Aliases are convenient ways to add options to commands, and are very common features of ~/.bashrc files shared on the web. They also work in POSIX-conforming shells besides Bash. However, for general use, they aren’t very sophisticated. For one thing, you can’t process arguments with them:

# An attempt to write an alias that searches for a given pattern in a fixed
# file; doesn't work because aliases don't expand parameters
alias grepvim='grep "$1" ~/.vimrc'

They also don’t work for defining new commands within scripts for certain shells:

#!/bin/bash
alias ll='ls -l'
ll

When saved in a file as test, made executable, and run, this script fails:

./test: line 3: ll: command not found

So, once you understand how aliases work so you can read them when others define them in startup files, my suggestion is there’s no point writing any. Aside from some very niche evaluation tricks, they have no functional advantages over shell functions and scripts.

Functions

A more flexible method for defining custom commands for an interactive shell (or within a script) is to use a shell function. We could declare our ll function in a Bash startup file as a function instead of an alias like so:

# Shortcut to call ls(1) with the -l flag
ll() {
    command ls -l "$@"
}

Note the use of the command builtin here to specify that the ll function should invoke the program named ls, and not any function named ls. This is particularly important when writing a function wrapper around a command, to stop an infinite loop where the function calls itself indefinitely:

# Always add -q to invocations of gdb(1)
gdb() {
    command gdb -q "$@"
}

In both examples, note also the use of the "$@" expansion, to add to the final command line any arguments given to the function. We wrap it in double quotes to stop spaces and other shell metacharacters in the arguments causing problems. This means that the ll command will work correctly if you were to pass it further options and/or one or more directories as arguments:

$ ll -a
$ ll ~/.config

Shell functions declared in this way are specified by POSIX for Bourne-style shells, so they should work in your shell of choice, including Bash, dash, Korn shell, and Zsh. They can also be used within scripts, allowing you to abstract away multiple instances of similar commands to improve the clarity of your script, in much the same way the basics of functions work in general-purpose programming languages.
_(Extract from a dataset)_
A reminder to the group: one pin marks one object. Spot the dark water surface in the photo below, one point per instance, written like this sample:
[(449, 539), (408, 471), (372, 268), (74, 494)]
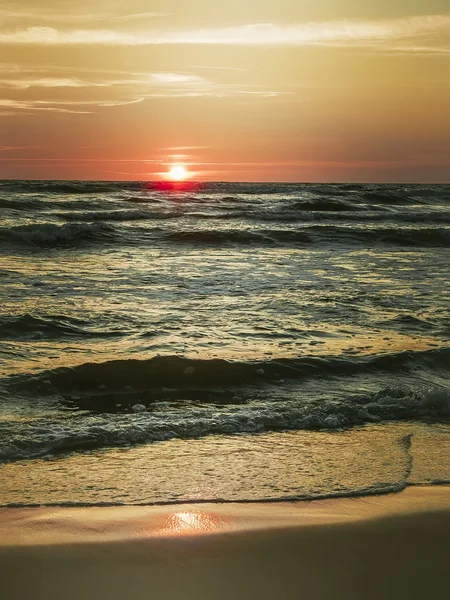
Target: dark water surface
[(244, 317)]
Functions are a good and portable way to approach adding features to your interactive shell; written carefully, they even allow you to port features you might like from other shells into your shell of choice. I’m fond of taking commands I like from Korn shell or Zsh and implementing them in Bash or POSIX shell functions, such as Zsh’s vared or its two-argument cd features.
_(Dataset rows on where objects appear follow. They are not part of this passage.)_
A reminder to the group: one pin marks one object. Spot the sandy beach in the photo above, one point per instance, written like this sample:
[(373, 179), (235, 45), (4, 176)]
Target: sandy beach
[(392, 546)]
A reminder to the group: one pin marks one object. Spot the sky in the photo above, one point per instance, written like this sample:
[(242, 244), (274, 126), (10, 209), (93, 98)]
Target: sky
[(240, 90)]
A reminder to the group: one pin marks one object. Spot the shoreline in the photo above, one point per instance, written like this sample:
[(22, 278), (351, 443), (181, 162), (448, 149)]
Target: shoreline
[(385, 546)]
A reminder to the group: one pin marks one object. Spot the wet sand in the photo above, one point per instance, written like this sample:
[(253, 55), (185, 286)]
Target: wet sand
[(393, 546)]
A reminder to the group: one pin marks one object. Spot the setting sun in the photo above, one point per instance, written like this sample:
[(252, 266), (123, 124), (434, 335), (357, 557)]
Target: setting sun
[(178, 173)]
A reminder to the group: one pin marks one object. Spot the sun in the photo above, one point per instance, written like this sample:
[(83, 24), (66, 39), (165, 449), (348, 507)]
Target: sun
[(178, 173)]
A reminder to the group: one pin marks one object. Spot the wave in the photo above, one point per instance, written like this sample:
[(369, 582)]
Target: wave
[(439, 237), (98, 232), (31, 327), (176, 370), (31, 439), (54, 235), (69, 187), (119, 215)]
If you end up writing a lot of shell functions, you should consider putting them into separate configuration subfiles to keep your shell’s primary startup file from becoming unmanageably large.

Examples from the author

You can take a look at some of the shell functions I have defined here that are useful to me in general shell usage; a lot of these amount to implementing convenience features that I wish my shell had, especially for quick directory navigation, or adding options to commands:

Other examples

Variables in shell functions

You can manipulate variables within shell functions, too:

# Print the filename of a path, stripping off its leading path and
# extension
fn() {
    name=$1
    name=${name##*/}
    name=${name%.*}
    printf '%s\n' "$name"
}

This works fine, but the catch is that after the function is done, the value for name will still be defined in the shell, and will overwrite whatever was in there previously:

$ printf '%s\n' "$name"
foobar
$ fn /home/you/Task_List.doc
Task_List
$ printf '%s\n' "$name"
Task_List

This may be desirable if you actually want the function to change some aspect of your current shell session, such as managing variables or changing the working directory. If you don’t want that, you will probably want to find some means of avoiding name collisions in your variables.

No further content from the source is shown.